Mikami muttered the words. He was sure Matsuoka would help unlock the truth, put Mikami’s delusional theories to rest with a single word. It went without saying that he would have nothing to do with the sham investigation. Thinking back, it was from Matsuoka that he’d first heard the phrase.
We’ve been accorded the hands of god. We wash in dirty water but that doesn’t mean we let it taint us. No matter how desperate you are to make an arrest, regardless of if the detention cells are empty, the one thing you must never do is permit a sham investigation.

It came down to this: if Matsuoka was in Station G, heading up the front line of the investigation, and if his expression was that of a man hard at work, Mikami could dismiss the idea of Criminal Investigations staging a fake kidnapping.

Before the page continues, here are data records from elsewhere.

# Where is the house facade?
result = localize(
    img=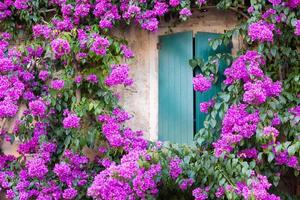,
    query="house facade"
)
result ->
[121,9,241,143]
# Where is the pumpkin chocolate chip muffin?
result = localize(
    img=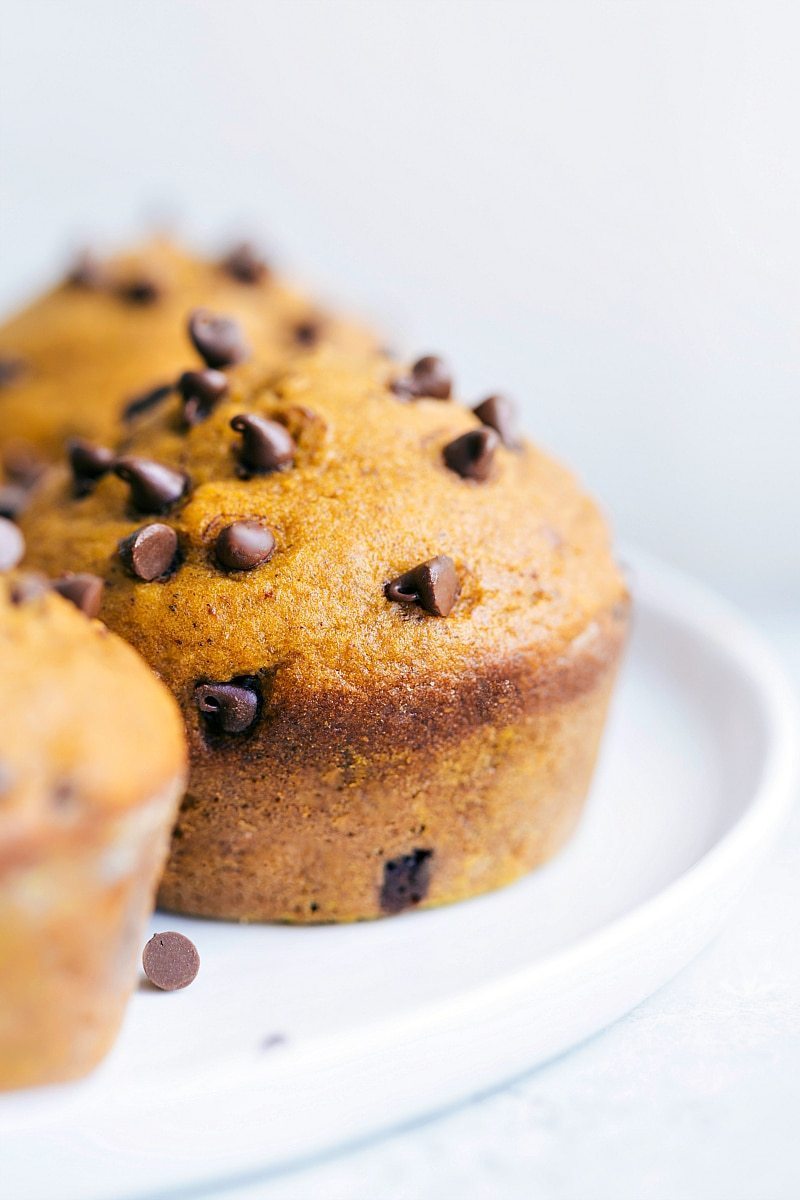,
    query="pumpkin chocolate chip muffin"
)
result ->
[0,240,374,477]
[0,574,185,1090]
[24,331,627,922]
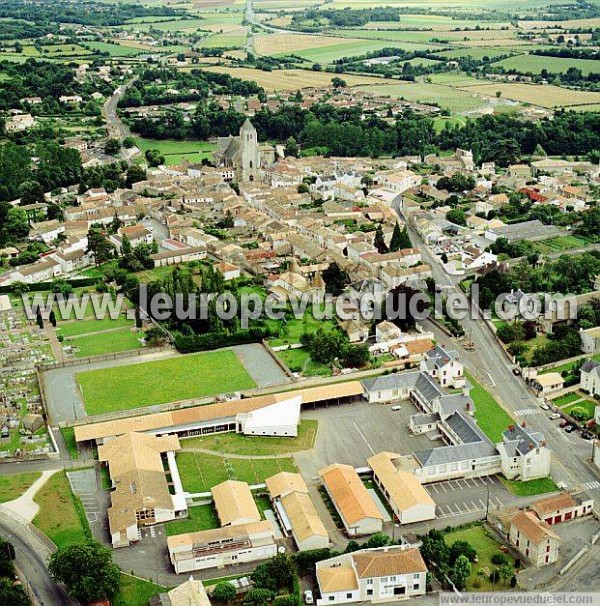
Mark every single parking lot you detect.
[425,476,514,518]
[295,401,441,479]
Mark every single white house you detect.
[316,545,427,606]
[580,359,600,396]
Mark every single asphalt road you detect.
[400,211,600,498]
[0,507,77,606]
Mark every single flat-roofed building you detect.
[319,463,383,537]
[98,433,187,547]
[367,452,435,524]
[211,480,260,526]
[167,520,277,574]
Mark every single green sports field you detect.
[76,350,256,415]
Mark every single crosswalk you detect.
[515,408,544,417]
[581,480,600,490]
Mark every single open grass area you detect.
[60,427,79,461]
[444,524,515,591]
[0,471,42,503]
[165,503,220,537]
[135,137,215,166]
[461,82,600,107]
[177,452,298,493]
[356,82,483,112]
[494,55,598,76]
[181,419,319,456]
[466,374,514,444]
[205,65,392,92]
[276,347,332,377]
[112,573,168,606]
[33,471,91,548]
[76,349,256,415]
[498,476,558,497]
[63,328,144,358]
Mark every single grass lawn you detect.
[63,328,144,358]
[563,400,596,422]
[466,373,514,444]
[56,314,134,339]
[60,427,79,461]
[498,476,558,497]
[112,573,168,606]
[181,420,319,456]
[76,349,256,415]
[177,452,298,493]
[552,393,581,407]
[165,503,220,537]
[444,524,515,591]
[0,472,42,503]
[33,471,91,548]
[135,137,215,166]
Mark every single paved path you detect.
[0,469,58,522]
[233,343,290,387]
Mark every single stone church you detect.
[213,119,275,183]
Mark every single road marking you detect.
[352,422,375,455]
[582,480,600,490]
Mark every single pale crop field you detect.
[205,66,398,92]
[495,55,600,76]
[460,82,600,107]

He’ll be there. I need him to be.

Matsuoka would refer to his own personal morality when choosing whether or not to divulge the family’s details. That was why Mikami thought he had a chance. Regardless of whether or not he had proof that it was the girl’s hoax, Matsuoka’s core ideal was that a person had to reap what they sowed. He wouldn’t treat the girl any differently because she was young. If Mikami confronted him one on one, honestly and rationally, there was a chance he’d cave in. And his position meant he could make the decision alone.

Mikami lit a cigarette.

He had no intention of repeating his earlier mistake. Barging into Criminal Investigations would only result in a repeat performance of the fiasco outside the assembly hall. But how was he to secure a private meeting? He needed somewhere to catch the lead commander of a kidnapping investigation by himself. It was possible that would be more difficult than getting him to talk.